Magic: The Gathering trades silver borders for acorns in next year’s Unfinity gonzo set
Nuts to border treatments.
When Magic: The Gathering releases the intentionally over-the-top Unfinity set in April 2022, players will find the edges of cards may differ from past printings. The traditional silver borders will be replaced with an acorn-shaped security stamp to denote cards not legal in casual formats.
Head designer Mark Rosewater explained the decision in a Nov. 29th blog post, saying he and the design team discovered “over half the cards’ in the upcoming outer space-meets-carnival set could slot right into the current shape of casual MTG, but their silvered edges meant most players would likely not bring them to the kitchen table.

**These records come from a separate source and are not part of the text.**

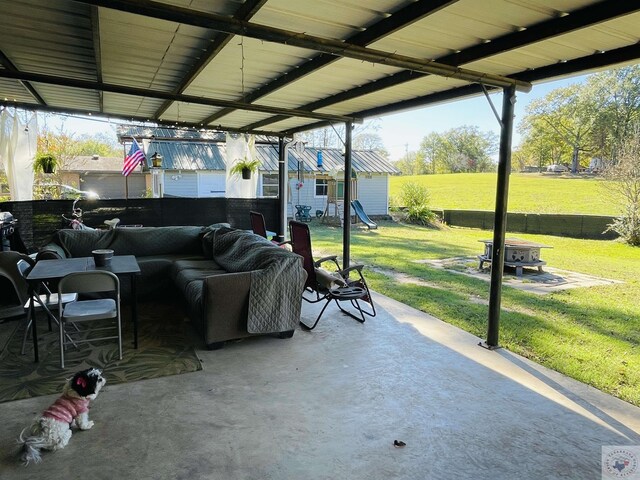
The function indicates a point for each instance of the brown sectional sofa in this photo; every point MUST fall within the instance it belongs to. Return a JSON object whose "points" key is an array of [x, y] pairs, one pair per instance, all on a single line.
{"points": [[234, 284]]}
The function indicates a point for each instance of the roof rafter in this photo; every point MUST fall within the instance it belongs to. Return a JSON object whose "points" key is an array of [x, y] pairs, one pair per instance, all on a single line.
{"points": [[143, 92], [277, 35], [97, 50], [403, 17], [581, 18], [129, 118], [245, 12], [8, 64]]}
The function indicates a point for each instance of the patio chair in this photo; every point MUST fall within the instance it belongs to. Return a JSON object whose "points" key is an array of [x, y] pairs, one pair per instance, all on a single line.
{"points": [[259, 227], [98, 281], [15, 267], [325, 286]]}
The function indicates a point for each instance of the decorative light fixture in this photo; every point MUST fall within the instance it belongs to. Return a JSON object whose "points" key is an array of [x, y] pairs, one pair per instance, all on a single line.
{"points": [[156, 160]]}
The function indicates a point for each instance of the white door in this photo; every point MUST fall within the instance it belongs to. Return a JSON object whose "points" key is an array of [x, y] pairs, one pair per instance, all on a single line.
{"points": [[211, 184]]}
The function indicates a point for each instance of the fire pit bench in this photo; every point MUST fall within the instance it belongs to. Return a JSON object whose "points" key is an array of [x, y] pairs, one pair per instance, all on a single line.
{"points": [[517, 253]]}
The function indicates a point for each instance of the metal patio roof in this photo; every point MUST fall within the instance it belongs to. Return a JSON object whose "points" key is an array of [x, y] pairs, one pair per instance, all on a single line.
{"points": [[281, 66], [191, 155]]}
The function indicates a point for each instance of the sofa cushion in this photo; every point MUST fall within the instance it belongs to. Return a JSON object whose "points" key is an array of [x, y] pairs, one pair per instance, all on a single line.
{"points": [[206, 237], [185, 276], [147, 241]]}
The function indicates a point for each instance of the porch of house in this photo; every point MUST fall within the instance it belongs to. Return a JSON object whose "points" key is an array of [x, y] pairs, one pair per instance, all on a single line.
{"points": [[330, 403]]}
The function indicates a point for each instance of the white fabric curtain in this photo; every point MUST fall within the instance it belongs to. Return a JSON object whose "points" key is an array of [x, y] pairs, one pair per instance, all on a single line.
{"points": [[18, 144], [239, 147]]}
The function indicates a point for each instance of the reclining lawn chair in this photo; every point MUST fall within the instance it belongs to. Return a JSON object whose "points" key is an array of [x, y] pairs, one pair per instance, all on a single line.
{"points": [[322, 285]]}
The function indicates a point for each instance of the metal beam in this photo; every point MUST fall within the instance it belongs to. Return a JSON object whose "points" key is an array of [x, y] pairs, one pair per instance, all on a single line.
{"points": [[346, 227], [8, 64], [500, 219], [576, 20], [403, 17], [247, 10], [126, 118], [297, 39], [142, 92]]}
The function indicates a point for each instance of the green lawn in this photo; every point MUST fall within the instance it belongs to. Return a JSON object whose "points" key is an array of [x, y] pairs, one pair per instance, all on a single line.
{"points": [[590, 334], [532, 193]]}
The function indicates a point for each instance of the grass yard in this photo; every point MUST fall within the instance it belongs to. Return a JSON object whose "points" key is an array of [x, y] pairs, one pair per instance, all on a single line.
{"points": [[590, 334], [532, 193]]}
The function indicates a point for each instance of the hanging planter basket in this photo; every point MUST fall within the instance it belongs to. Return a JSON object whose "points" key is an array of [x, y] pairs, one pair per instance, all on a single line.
{"points": [[245, 168], [45, 163]]}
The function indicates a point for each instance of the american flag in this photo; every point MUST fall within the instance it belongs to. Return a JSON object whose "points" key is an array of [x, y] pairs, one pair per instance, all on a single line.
{"points": [[134, 158]]}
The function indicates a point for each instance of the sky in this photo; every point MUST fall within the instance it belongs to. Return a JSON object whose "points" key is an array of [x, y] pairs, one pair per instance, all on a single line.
{"points": [[404, 131]]}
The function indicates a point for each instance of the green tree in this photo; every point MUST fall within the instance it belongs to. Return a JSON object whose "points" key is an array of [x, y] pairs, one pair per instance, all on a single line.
{"points": [[617, 95], [624, 188], [567, 115], [461, 149]]}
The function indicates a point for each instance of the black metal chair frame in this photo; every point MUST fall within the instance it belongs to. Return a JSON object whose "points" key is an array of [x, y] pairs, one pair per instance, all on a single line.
{"points": [[353, 290]]}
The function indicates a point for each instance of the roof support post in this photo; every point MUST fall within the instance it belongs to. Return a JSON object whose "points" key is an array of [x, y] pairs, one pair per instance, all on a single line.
{"points": [[282, 192], [500, 219], [346, 223]]}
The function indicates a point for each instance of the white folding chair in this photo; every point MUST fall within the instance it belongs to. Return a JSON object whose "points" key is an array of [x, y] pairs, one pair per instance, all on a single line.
{"points": [[46, 301], [90, 310]]}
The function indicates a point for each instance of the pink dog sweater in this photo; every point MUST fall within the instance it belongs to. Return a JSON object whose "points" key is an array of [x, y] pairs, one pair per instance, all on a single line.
{"points": [[65, 409]]}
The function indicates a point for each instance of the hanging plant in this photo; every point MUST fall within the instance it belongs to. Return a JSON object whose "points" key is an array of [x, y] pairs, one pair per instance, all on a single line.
{"points": [[244, 167], [45, 163]]}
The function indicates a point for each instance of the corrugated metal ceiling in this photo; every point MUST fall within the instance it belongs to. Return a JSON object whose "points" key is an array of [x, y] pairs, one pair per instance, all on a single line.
{"points": [[109, 47]]}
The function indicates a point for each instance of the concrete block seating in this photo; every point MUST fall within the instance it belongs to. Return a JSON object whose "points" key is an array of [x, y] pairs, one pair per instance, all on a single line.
{"points": [[234, 284]]}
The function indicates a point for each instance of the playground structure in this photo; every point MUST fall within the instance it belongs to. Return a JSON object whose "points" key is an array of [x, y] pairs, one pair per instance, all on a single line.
{"points": [[335, 204]]}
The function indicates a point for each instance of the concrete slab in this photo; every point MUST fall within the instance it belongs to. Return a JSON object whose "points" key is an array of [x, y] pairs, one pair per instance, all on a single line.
{"points": [[329, 404], [532, 281]]}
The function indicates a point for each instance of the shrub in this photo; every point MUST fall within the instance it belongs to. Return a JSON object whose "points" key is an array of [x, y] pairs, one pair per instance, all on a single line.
{"points": [[415, 198]]}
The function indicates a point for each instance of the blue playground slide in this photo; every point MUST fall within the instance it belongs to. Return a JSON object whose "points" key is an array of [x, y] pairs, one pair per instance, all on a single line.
{"points": [[357, 206]]}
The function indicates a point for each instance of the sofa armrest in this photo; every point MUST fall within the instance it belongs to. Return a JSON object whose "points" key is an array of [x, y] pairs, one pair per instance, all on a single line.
{"points": [[226, 306], [51, 251]]}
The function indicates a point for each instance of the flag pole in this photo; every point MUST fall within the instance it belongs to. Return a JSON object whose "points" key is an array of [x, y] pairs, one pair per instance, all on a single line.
{"points": [[126, 177]]}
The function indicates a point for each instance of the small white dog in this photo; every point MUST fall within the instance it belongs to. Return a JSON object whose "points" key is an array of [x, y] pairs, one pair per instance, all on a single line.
{"points": [[52, 430]]}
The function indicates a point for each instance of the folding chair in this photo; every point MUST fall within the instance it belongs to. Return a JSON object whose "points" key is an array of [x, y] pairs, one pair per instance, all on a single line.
{"points": [[98, 281], [15, 267], [322, 285]]}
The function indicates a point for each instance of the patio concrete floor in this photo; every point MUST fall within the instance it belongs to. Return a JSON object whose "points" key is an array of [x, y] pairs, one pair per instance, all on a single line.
{"points": [[329, 404]]}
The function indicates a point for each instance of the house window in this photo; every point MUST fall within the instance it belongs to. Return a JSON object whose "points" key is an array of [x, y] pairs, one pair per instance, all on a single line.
{"points": [[269, 185], [321, 187]]}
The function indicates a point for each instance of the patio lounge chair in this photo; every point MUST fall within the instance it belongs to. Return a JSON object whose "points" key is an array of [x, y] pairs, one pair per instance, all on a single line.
{"points": [[323, 285]]}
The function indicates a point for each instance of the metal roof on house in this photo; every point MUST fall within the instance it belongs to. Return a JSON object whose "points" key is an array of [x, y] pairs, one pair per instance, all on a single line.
{"points": [[189, 155], [281, 66]]}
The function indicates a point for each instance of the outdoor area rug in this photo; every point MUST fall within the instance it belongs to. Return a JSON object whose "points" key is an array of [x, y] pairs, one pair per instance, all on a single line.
{"points": [[165, 347]]}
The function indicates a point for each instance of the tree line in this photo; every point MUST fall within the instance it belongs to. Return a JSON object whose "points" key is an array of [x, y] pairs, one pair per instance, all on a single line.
{"points": [[569, 126]]}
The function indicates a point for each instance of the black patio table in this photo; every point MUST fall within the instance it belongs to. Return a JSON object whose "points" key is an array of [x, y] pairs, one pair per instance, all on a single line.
{"points": [[46, 270]]}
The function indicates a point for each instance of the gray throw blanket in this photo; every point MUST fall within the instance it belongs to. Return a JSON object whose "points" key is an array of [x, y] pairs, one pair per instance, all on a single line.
{"points": [[277, 278]]}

Un-sets, which are often rife with jokes, metatextual references and buckwild interactions, have used the silver border to tell players at a glance whether or not a card is meant for ‘eternal’ formats, such as Commander, Legacy and Pauper. The solution was to eschew silver borders going forward in favour of a security stamp in the shape of an acorn - an homage to squirrels’ unofficial mascot status in the goofy sets.
This isn’t the first time publisher Wizards of the Coast has changed the little holo stamp at the bottom of cards as a way to solve questions of legality. The company’s new Universes Beyond imprint features triangles, while the standard sets use ovals. Rosewater said this solution will allow the Unfinity and future non-core sets to combine those cards that break normal design rules with those that fit the flavour but are otherwise playable in the game’s most popular formats.
The article contained a promotional image of the reprinted card Water Gun Balloon Game adorned with a classic oval instead of the new acorn shape. Rosewater later tweeted that this was an error, but it does highlight a potential issue with the procedure that members of the community have already echoed. A tiny stamp at the bottom of a card is much less noticeable than a silver border, opening the possibility for casual players to completely miss the distinction.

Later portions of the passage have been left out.